Let P is any arbitrary point on the circumcircle of a given equilateral triangle of side length ' $\ell$ ' units then, $|\vec{P A}|^2+|\vec{P B}|^2+|\vec{P C}|^2$ is always equal to:

$2\ell^2$

Let P.V. of P, A, B and C are $\vec{p}, \vec{a}, \vec{b}$ and $\vec{c}$ respectively and $O(\vec{0})$ be the circumcentre of the equilateral triangle ABC.

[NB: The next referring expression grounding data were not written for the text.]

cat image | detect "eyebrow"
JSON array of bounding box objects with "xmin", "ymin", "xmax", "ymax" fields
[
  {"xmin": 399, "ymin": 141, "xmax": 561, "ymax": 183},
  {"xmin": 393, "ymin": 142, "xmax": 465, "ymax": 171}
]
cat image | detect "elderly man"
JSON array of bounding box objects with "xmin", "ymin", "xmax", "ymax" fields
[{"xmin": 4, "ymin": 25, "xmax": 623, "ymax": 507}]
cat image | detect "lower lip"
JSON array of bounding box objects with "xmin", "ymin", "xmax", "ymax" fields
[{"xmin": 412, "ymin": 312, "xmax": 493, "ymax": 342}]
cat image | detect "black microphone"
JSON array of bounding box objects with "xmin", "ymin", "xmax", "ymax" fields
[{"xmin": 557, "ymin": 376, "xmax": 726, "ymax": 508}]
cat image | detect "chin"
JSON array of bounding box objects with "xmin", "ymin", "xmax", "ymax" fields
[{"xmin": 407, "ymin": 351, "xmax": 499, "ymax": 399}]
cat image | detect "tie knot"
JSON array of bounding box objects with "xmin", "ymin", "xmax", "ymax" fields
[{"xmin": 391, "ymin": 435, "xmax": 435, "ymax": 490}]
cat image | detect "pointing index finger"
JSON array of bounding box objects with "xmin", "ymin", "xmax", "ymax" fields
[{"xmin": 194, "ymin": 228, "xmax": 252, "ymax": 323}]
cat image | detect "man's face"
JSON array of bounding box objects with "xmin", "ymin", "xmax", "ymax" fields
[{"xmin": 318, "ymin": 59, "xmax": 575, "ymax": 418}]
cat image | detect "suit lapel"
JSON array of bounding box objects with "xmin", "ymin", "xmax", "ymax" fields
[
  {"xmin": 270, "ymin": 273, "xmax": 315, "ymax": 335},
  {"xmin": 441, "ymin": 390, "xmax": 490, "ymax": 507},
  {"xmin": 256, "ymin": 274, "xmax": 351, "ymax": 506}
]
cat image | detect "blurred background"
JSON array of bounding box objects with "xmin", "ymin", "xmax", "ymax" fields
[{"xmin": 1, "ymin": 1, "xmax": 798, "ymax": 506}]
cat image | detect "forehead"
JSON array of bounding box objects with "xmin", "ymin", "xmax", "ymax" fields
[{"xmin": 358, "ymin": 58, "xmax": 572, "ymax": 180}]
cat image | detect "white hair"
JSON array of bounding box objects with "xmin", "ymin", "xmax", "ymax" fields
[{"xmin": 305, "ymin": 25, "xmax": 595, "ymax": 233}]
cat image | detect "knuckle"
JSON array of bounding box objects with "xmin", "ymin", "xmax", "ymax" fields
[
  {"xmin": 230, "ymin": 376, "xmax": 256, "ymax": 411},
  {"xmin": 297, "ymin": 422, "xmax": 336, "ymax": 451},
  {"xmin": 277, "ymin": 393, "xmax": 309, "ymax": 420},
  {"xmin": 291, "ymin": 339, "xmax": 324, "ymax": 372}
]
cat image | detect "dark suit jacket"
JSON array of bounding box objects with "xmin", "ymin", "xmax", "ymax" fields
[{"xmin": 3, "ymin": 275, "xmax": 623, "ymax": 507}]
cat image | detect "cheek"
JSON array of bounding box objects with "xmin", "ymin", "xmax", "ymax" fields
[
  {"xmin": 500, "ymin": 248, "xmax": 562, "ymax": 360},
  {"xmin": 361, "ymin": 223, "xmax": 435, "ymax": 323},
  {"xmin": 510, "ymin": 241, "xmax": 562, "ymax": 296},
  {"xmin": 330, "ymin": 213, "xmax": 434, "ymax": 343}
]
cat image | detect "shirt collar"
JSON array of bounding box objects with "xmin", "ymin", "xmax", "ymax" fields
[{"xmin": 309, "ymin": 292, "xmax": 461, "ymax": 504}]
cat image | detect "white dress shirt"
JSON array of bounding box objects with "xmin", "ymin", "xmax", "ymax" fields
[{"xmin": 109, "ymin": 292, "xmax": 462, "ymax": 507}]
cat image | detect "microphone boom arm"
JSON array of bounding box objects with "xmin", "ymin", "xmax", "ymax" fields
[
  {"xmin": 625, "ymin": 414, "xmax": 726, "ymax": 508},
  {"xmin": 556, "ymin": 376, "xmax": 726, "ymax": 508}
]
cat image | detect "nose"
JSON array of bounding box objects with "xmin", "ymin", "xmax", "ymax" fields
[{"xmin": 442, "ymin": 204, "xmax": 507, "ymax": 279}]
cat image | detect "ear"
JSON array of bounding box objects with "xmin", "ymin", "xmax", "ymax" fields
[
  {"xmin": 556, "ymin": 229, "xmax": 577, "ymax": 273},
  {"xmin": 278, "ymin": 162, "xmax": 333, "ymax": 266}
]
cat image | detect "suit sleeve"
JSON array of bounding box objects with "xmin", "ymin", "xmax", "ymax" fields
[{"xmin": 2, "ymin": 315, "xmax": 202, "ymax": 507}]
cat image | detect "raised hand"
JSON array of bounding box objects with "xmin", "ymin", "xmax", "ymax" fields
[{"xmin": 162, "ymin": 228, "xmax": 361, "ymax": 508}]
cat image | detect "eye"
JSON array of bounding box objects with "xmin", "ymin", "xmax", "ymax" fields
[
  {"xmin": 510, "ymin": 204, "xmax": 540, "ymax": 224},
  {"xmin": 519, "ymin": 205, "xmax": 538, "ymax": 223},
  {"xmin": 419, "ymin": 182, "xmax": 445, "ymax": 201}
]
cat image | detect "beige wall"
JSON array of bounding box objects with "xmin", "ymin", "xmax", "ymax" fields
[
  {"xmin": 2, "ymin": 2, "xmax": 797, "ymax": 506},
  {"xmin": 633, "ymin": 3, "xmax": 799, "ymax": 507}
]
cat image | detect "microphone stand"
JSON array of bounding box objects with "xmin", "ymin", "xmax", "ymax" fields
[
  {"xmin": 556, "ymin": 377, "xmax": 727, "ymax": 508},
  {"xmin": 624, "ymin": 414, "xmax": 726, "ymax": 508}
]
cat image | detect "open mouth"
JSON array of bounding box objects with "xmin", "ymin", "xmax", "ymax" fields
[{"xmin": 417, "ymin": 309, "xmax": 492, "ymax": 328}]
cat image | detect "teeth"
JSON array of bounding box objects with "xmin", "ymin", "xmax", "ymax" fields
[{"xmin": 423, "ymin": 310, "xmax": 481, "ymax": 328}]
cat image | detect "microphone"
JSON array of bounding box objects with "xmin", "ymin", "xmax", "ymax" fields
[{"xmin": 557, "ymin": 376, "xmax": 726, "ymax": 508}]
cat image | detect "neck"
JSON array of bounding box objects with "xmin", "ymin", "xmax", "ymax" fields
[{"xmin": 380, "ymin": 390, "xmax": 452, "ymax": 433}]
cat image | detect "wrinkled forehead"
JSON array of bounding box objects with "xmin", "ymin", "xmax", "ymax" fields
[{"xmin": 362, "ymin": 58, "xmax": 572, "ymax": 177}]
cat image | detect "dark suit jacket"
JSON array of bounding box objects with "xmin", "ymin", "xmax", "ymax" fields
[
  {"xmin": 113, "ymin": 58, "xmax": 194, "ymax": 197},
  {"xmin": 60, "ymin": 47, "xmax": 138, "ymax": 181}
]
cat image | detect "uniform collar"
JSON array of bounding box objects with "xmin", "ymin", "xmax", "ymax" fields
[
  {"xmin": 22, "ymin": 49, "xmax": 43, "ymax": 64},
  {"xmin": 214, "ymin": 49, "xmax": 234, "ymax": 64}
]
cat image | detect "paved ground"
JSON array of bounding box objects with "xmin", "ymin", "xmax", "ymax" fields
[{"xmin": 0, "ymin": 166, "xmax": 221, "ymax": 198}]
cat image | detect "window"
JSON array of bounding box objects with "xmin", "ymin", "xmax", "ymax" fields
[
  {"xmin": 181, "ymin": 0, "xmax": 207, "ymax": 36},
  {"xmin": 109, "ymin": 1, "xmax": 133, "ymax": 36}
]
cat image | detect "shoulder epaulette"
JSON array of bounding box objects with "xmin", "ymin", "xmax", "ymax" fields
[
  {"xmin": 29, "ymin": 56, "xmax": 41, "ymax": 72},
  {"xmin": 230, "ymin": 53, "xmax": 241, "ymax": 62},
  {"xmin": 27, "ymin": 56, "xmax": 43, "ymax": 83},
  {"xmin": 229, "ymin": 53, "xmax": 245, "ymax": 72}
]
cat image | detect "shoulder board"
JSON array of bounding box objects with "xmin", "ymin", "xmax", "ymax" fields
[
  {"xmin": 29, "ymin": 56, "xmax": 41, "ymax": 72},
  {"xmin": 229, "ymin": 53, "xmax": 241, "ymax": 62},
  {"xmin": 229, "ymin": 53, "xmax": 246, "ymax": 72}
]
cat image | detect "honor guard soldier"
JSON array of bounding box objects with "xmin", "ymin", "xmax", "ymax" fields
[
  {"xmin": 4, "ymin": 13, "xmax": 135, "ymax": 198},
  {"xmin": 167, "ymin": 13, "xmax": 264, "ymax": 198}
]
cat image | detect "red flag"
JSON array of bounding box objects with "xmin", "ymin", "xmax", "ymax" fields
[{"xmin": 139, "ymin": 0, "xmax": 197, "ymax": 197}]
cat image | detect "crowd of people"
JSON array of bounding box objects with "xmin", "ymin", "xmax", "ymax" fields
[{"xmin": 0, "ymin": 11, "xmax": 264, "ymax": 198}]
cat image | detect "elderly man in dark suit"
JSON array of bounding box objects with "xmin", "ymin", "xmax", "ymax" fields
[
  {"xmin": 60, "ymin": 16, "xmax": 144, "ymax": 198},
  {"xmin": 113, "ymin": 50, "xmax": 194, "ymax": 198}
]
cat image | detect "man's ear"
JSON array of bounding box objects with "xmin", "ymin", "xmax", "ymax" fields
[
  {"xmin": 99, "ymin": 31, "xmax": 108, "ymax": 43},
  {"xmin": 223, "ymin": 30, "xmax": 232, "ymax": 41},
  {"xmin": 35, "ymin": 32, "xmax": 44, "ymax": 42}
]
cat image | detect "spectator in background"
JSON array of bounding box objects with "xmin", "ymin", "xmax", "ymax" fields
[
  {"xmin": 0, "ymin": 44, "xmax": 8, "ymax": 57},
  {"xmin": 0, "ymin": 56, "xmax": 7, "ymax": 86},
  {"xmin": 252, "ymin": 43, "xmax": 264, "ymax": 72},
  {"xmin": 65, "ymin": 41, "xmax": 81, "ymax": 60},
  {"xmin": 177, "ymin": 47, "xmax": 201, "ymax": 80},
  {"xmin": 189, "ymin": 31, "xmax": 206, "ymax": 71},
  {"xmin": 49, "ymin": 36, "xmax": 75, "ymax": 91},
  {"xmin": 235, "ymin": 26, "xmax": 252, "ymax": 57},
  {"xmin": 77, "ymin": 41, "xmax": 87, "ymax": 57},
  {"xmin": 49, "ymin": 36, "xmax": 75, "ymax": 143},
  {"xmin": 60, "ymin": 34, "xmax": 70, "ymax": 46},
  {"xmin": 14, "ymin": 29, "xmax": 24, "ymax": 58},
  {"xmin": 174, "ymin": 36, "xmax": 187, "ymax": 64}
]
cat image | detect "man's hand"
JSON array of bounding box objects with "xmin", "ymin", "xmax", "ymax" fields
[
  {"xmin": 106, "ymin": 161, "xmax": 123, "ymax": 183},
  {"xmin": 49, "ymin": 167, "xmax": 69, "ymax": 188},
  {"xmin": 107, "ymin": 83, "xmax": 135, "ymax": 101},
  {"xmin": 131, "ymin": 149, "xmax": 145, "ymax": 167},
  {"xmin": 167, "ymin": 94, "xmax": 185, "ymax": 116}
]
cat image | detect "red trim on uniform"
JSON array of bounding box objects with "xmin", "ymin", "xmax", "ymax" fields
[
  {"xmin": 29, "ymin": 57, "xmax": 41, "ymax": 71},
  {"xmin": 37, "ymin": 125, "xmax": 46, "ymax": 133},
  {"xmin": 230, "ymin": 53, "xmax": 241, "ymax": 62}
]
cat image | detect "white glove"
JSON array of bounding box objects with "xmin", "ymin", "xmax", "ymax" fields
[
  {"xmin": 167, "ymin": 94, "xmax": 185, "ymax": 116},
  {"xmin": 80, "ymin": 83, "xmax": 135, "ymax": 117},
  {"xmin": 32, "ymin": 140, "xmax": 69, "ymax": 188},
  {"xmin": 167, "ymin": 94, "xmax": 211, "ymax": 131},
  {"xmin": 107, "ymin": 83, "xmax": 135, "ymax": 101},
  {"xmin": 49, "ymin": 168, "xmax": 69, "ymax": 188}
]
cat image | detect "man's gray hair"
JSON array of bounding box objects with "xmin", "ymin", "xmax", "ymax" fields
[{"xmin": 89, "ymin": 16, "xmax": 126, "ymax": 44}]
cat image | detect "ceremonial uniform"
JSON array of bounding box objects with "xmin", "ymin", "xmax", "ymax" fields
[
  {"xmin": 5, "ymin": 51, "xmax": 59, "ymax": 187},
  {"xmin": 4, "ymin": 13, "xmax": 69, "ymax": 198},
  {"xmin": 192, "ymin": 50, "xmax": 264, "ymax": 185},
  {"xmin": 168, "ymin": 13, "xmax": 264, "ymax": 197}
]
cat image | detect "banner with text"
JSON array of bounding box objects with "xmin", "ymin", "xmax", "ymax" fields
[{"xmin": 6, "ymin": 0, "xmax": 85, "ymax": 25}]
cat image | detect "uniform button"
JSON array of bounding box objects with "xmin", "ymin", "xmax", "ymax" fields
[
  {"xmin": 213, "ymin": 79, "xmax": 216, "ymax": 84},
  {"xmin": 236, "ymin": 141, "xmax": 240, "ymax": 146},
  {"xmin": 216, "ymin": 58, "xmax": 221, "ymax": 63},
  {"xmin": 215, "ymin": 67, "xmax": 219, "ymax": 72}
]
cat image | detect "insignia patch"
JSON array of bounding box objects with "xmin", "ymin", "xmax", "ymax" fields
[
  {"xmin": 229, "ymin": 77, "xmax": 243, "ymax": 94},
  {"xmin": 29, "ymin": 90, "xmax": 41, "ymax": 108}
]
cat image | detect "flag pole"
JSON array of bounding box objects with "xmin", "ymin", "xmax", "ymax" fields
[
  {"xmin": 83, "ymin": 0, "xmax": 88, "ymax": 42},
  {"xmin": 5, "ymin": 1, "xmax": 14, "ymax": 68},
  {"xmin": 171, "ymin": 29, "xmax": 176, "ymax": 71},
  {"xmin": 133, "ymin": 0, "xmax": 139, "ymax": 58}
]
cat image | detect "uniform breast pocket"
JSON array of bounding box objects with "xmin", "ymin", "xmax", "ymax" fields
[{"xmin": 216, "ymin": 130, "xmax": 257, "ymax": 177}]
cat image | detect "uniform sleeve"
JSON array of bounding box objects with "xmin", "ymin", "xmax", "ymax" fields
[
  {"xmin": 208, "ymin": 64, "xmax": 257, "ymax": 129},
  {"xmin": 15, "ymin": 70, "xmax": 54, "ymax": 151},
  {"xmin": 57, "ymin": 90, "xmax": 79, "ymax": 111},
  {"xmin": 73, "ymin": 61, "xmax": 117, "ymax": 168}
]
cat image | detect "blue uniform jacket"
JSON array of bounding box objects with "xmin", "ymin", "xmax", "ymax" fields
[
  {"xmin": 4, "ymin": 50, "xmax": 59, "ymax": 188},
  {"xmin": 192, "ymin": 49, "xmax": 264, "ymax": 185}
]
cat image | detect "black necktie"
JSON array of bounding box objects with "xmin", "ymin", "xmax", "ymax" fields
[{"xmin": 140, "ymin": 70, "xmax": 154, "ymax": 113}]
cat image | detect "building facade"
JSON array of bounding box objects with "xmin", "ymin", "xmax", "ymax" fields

$\Rightarrow|\vec{p}|=|\vec{b}|=|\vec{a}|=|\vec{c}|=\frac{\ell}{\sqrt{3}}$

Now, $|\vec{P A}|^2=|\vec{a}-\vec{p}|^2=|\vec{a}|^2+|\vec{p}|^2-2 \vec{p} . \vec{a}$

Similarly, $|\vec{P B}|^2=|\vec{b}|^2+|\vec{p}|^2-2 \vec{p} . \vec{b}$

and $|\vec{P C}|^2=|\vec{c}|^2+|\vec{p}|^2-2 \vec{p} . \vec{c}$

$\Rightarrow \sum|\vec{P A}|^2=6 . \frac{\ell^2}{3}-2 \vec{p} . (\vec{a}+b+\vec{c})$

$=2 \ell^2$,  as  $\frac{\vec{a}+\vec{b}+\vec{c}}{3}=0$

Hence (1) is correct answer.